The paper defines a new class of filling-based balanced allocation processes, proves a logarithmic bound on load imbalance, and extends results to related memory-based processes.

Findings

Maximum load gap is O(log n) with high probability.

Packing process is sample-efficient with expected balls per sample > 1.

The logarithmic gap bound extends to the Memory process.

Abstract

We introduce a new class of balanced allocation processes which are primarily characterized by ``filling'' underloaded bins. A prototypical example is the Packing process: At each round we only take one bin sample, if the load is below the average load, then we place as many balls until the average load is reached; otherwise, we place only one ball.

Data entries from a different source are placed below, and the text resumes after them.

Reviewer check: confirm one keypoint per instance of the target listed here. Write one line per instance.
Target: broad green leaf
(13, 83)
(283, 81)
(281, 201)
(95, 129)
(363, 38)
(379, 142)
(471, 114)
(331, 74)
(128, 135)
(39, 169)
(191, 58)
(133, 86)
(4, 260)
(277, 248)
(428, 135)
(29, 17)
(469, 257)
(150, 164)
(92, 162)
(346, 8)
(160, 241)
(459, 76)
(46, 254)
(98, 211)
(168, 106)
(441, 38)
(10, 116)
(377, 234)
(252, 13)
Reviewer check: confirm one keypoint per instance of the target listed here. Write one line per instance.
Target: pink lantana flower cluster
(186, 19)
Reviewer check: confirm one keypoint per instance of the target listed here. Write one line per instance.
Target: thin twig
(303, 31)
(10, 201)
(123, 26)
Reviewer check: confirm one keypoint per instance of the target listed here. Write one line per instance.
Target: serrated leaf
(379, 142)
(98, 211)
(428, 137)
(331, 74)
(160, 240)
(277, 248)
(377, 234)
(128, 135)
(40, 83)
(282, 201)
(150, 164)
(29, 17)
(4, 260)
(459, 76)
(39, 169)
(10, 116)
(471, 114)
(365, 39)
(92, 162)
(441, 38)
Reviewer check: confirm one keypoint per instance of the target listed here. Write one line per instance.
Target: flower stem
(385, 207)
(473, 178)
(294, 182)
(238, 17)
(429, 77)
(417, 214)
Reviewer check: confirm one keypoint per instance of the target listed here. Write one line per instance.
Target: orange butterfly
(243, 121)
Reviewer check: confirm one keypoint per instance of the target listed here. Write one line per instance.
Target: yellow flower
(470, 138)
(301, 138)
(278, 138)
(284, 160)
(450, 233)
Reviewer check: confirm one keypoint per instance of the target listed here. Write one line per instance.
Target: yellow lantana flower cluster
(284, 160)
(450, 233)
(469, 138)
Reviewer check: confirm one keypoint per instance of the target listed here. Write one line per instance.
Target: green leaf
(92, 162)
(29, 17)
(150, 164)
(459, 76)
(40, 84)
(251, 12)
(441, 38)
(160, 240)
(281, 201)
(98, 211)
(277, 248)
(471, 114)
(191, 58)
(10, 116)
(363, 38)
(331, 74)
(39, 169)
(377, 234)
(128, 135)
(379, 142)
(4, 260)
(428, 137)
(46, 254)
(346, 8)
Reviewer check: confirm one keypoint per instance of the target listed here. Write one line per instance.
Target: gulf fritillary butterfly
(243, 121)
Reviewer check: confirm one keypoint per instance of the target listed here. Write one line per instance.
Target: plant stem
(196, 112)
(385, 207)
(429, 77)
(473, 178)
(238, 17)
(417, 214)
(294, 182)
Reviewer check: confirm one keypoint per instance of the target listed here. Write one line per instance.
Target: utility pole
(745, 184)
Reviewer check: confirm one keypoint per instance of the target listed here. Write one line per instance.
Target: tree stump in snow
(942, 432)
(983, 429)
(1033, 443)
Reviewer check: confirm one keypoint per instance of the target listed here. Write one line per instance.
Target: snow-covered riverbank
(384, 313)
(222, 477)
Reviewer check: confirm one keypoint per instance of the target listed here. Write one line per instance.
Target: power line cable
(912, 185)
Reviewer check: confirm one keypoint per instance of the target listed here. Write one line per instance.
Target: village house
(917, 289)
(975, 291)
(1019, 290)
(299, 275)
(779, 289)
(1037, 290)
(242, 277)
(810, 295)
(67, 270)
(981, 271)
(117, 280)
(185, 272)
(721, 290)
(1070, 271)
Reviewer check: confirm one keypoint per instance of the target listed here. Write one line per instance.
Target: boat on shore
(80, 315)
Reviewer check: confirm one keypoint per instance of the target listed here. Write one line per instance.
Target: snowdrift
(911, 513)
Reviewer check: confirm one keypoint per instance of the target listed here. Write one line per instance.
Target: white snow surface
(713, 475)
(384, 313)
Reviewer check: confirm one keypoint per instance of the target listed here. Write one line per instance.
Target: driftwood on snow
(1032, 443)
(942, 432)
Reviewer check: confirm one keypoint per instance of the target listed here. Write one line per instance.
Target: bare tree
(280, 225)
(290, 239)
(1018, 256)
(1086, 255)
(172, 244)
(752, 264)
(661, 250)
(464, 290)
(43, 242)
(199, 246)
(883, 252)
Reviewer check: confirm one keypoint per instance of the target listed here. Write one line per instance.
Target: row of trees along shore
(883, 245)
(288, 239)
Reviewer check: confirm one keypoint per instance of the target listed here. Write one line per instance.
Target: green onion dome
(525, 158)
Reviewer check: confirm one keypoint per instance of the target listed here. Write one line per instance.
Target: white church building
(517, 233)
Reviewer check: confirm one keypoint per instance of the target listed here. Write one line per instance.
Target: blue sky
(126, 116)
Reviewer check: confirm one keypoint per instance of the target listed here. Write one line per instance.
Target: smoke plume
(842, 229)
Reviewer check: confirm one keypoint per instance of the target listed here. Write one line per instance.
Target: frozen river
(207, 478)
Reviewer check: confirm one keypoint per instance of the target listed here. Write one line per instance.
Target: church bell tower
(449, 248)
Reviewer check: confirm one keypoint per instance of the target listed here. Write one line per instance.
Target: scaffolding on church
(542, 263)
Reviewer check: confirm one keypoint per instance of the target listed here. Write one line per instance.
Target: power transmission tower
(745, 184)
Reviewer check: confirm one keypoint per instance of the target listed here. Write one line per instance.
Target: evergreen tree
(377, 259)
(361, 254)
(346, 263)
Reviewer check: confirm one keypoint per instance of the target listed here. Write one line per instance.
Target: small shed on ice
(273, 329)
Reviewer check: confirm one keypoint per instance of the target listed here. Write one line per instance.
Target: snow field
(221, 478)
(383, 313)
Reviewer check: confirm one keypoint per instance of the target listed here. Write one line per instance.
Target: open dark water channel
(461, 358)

We prove that for any process in this class the gap between the maximum and average load is $\mathcal{O}(\log n)$ w.h.p. for any number of balls $m\geq 1$. For the Packing process, we also provide a matching lower bound. Additionally, we prove that the Packing process is sample-efficient in the sense that the expected number of balls allocated per sample is strictly greater than one. Finally, we also demonstrate that the upper bound of $\mathcal{O}(\log n)$ on the gap can be extended to the Memory process studied by Mitzenmacher, Prabhakar and Shah (2002).